Some experts now think this is because of India’s prevalent consumption of turmeric root as a spice in their traditional food.
Turmeric is a bright orange rhizome (root) of the ginger family. Like ginger, it is typically dried and ground into a powder to be used as a spice.
The primary active component of turmeric is called curcumin. Curcumin has been thoroughly researched and shown to have a vast array of benefits. Most notably, curcumin is used to reduce inflammation for in conditions such as rheumatoid arthritis and irritable bowel syndrome (IBS).
Now, new research published in the American Journal of Geriatric Psychiatry (1) has shown that curcumin can considerably and measurably improve both memory and mood in subjects with mild age-related memory loss.
Researchers from the University of California Los Angeles conducted a double-blind placebo-controlled study on the effects on curcumin on forty older adults who had mild memory-related complaints. The subjects were aged between 50 to 90 years. Although they had self-reported memory loss, none had been diagnosed with dementia.
The subjects were divided into two groups. One was given 90 milligrams of a highly bioavailable form of curcumin twice per day for 18 months. The other group received a placebo on the same schedule.
Both groups were given standardized cognitive assessments at the onset of the study and throughout the course of the study at six month intervals. Researchers also measured cucrumin levels in the blood of the subjects at the start of the study and after 18 months.
Additionally, thirty of the participants agreed to undergo positron emission tomography (PET scans). This test is used to evaluate the formation of amyloid plaque and tau in the brain. The build-up of these protein deposits indicate neurodegeneration and are correlated with risk of developing dementia and Alzheimer’s. These measurements were also taken at the onset of the study and 18 months later at the conclusion.
The subjects who received the daily curcumin supplement experienced profound benefits for both memory and attention abilities while the placebo group experienced no measurable benefit.
In fact, the curcumin group performed an average of 28% better on their memory tests at the conclusion of the study. Those taking the curcumin supplement also experienced a moderate improvement in overall mood. To top it off, the curcumin group also had markedly less development of amyloid plaque and tau in the hypothalamus and amygdala regions of the brain. These are areas of the brain that are associated with memory and emotion.
These results show that curcumin is a powerful ally in improving memory, mood, and attention in older individuals who are beginning to show memory loss.
But how does it work?
According to Dr. Gary Small, director of geriatric psychiatry at UCLA’s Longevity Center and of the geriatric psychiatry division at the Semel Institute for Neuroscience and Human Behavior at UCLA, the mechanism behind curcumin’s effects on the brain are not yet known.
“Exactly how curcumin exerts its effects is not certain, but it may be due to its ability to reduce brain inflammation, which has been linked to both Alzheimer’s disease and major depression,” Dr. Small reported in a press release.

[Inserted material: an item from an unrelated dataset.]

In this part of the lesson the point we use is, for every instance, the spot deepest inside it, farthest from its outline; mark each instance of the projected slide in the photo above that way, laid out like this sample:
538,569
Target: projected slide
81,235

This is in line with previous research showing the inflammation reducing properties of curcumin when used in people with rheumatoid arthritis and IBS.
In other studies, curcumin has also been demonstrated to enhance levels of brain derived neurotrophic factor (BDNF). BDNF is neuroprotective and helps stimulate the production of new brain cells.
Based on all this research, it is apparent that curcumin is highly beneficial for cognitive health in old age.
Since curcumin is found in turmeric, many people believe they can just eat turmeric or take a turmeric supplement and get the benefits.
This is far from the truth, however.
Curcumin actually only makes up 3% of the weight of turmeric root and it is also not very bioavailable. In fact, only about 1 percent of that 3% is actually absorbed by the body!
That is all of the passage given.